4) Deck Interview – After the cards have been cleansed, I will go through the process of my deck interview.   This involves first putting the cards in order.  I’ve already shuffled this deck multiple times when first getting familiar with it and possibly during the modification process.   So I now take the time to put the cards back in order, which I feel helps “pause and reset” the deck, opening things up for them to speak clearly.  Sort of like organizing the deck’s thoughts before the interview begins.

I then do six riffle shuffles, before then shifting to overhand seesaw shuffling while I  wait for a card to stick out (or jump out) for each question in the interview.   Once I’ve gone through all of the questions,  I photograph the finished interview spread, and then I thank the cards as I riffle shuffle them three more times, then put them away.

5) Journaling – After the interview spread, I then print out the photo of the interview and add it to my deck interview journal, and write my journal entry about this deck, which includes why I bought the deck (or how it entered my collection), what my first impressions of the deck were, and then an outline of my interpretations of each answer the deck replied to during the interview.
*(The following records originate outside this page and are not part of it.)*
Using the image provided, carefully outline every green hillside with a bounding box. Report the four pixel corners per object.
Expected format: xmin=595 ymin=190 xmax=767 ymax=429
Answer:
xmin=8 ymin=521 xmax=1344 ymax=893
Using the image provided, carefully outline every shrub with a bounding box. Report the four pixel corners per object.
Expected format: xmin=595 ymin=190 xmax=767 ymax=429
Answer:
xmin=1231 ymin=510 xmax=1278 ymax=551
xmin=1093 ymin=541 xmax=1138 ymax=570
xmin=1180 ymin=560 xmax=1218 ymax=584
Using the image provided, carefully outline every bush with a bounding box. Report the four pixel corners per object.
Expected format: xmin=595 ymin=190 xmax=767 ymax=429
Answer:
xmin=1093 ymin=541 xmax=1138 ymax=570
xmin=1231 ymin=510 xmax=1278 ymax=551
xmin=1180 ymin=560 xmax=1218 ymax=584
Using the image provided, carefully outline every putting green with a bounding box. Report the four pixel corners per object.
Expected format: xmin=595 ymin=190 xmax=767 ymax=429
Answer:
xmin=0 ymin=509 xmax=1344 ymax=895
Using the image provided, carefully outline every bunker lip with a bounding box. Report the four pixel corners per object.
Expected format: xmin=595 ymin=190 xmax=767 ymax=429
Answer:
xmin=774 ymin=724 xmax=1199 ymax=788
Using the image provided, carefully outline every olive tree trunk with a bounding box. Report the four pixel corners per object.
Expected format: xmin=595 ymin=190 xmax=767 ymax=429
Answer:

6) Storage – With as many decks as I have, I am very conscientious about how I store my decks.  This depends on a variety of factors.

If the deck came with a “fitted” tuck box, I will usually keep the deck stored in this box.  The same can be said for small hard boxes that are made to specifically fit the size of the deck.

The BIG boxes that a lot of decks come with these days?  I remove the deck from the box, and will then take time to peel the artwork from the box to save and use later in the deck interview journal or in an in-depth study journal of that specific deck.    The deck is then wrapped in cotton cloth in a “swaddle” of sorts.   I am aware of the old wives tale that says you should wrap your decks in silk, but it just doesn’t feel good to me.  Silk is not as breathable or as comfortable as cotton.  I want them to be comfortable in their swaddle, and enjoy their resting time with the other decks in my collection.  It doesn’t seem enjoyable (in my opinion) to be wrapped up in suffocating silk when you can be in something far more comfortable.

My decks are then placed in one of four places.   I have two trunks (and a basket), which I store the majority of my decks in.  One trunk is for boxed Tarot decks only, the other is for all other boxed decks (such as Lenormand decks, Oracle decks, playing card decks, etc). The basket currently houses my swaddled decks. This system will possibly change a bit over time, and with the possible addition of a third trunk.

I have a shelf in my nightstand where a  handful of decks that are my “go to” decks sit along side whatever decks are next in my monthly deck studies.

I also have a small basket dedicated to decks that are waiting to be modified in some way. A lot of these are decks that require more extensive modifications such as trimming or backing, as I often do edgings right away when I have decided a deck needs it.

Aside from those spots, I have reference decks (and decks in tins) on a shelf in the living room beneath my computer monitor.  There is also between one to three decks at our altar in the bedroom, two decks on the night stand for ease of access and decoration, and my sister and I now (as of last week) have a plastic bin beside the bathtub that has a trio of waterproof decks in it.